However you look at it, the performance mods on my car are £15k. Anyone buying a GTR could spend the same £15k and have the same performance. That is astounding! If you look in Evo mag, there's very little that comes close, before you factor in that you can spend £50k inc the car to get there. The top Porsche 911 tuners achieve 800bhp, and achieve 3.1 in to 60 and 6.5 to 100. A lot can be attributed to the base car, but that doesn't detract from the raw figures.

I moved my car into my driveway last night and was very aware if its huge mass when looks at it. It's counterintuitive that a "hulk" (sorry) like that can accelerate so fast.

It's not the fastest by any stretch, not even close, but I've driven my daughter to school in it everyday since coming back from holiday. Not sure how many of the faster cars get used for those type of journeys.


----------



## Adamantium (Jun 24, 2002)

Tigerruss said:


> Wow, fantastic results . Could have imagined a great 30-100 time but your 0-60 is amazing when most struggle to get under 3 even with 600hp
> 
> Have already been talking to Iain L about Stage 5 and like others have said, this has probable pushed me over the edge. Iain's gonna be busy


Don't use too much of his time, I need more of it for my car!

Ludders, will look at the drag thing but I just don't think it's my scene. Maybe as a one off, but I'm more of a casual user at weekends who likes to know it's there, than a seasoned drag queen.


----------



## MarcR35GTR (Oct 17, 2010)

What does "te 100 I'd do a quarter in 11.3. I was impressed with that." mean ?


----------



## sw20GTS (Jul 29, 2010)

Compared to other available options £15,000 for the whole package is a no brainer! Proven and reliable performance gain.

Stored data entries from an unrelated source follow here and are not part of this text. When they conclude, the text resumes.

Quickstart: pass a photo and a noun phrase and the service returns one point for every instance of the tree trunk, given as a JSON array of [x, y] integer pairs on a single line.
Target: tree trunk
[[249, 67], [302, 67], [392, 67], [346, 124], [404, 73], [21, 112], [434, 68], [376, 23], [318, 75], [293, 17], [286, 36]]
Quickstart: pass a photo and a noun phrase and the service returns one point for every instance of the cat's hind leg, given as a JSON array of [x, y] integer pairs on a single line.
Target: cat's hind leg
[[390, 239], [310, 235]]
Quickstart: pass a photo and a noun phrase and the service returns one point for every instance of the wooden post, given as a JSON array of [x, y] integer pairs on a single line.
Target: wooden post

Don't even need track tyres, race fuel or tame racing driver


----------



## digi (Dec 17, 2010)

@@ WOW


----------



## Adamantium (Jun 24, 2002)

MarcR35GTR said:


> What does "te 100 I'd do a quarter in 11.3. I was impressed with that." mean ?

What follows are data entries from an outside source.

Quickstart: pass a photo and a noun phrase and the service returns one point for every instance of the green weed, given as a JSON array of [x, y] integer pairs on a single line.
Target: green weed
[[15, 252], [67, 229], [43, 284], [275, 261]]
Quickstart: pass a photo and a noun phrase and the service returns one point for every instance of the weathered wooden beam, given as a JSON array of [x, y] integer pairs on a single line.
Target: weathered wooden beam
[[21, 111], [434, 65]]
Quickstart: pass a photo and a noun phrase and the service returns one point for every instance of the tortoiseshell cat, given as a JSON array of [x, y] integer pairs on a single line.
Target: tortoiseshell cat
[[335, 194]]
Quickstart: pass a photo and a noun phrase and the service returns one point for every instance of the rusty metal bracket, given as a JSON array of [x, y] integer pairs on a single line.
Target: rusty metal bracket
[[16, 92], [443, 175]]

I've edited my post so you can see what I meant.


----------



## Adamantium (Jun 24, 2002)

Run went on to 118.00 in 234.53 metres taking 7.43 seconds.


----------



## alex_123_fra (Mar 26, 2008)

Well done Adam. I can't actually imagine how fast this is. I nearly [email protected] myself when you launched your car in stage 4 tune. This will probably give me a seizure.


----------



## Kenco (Jul 25, 2003)

What fuel is this on?

Is it just standard super unleaded, Optimax type?


----------



## Adamantium (Jun 24, 2002)

V-power.

Litchfield stages are quoted on road fuel, so that's all I used. 771bhp.


----------



## Adamantium (Jun 24, 2002)

alex_123_fra said:


> Well done Adam. I can't actually imagine how fast this is. I nearly [email protected] myself when you launched your car in stage 4 tune. This will probably give me a seizure.


Well if that happens, I have friends who are doctors!


----------



## MarcR35GTR (Oct 17, 2010)

Adamantium said:


> Run went on to 118.00 in 234.53 metres taking 7.43 seconds.

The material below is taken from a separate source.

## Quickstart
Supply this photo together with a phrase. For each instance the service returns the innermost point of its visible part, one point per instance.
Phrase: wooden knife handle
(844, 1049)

Sounds about right Switzer claim their P800 package gives 800hp and 700The P800 package does … 0-200km/h (124 mph) in 8.2 and 0-300 (186) in approximately 18.5 sec. A 1/4 Mile is done in less than ten seconds with proper tires and launch.

english horses clearly more powerful than the american ones !


----------



## Adamantium (Jun 24, 2002)

MarcR35GTR said:


> Sounds about right Switzer claim their P800 package gives 800hp and 700The P800 package does … 0-200km/h (124 mph) in 8.2 and 0-300 (186) in approximately 18.5 sec. A 1/4 Mile is done in less than ten seconds with proper tires and launch.
> 
> english horses clearly more powerful than the american ones !


You've hit the nail on the head of exactly what I wanted to prove! The P800 package is a standard US claimed 800 at the wheels, whereas my car has 624 at the wheels.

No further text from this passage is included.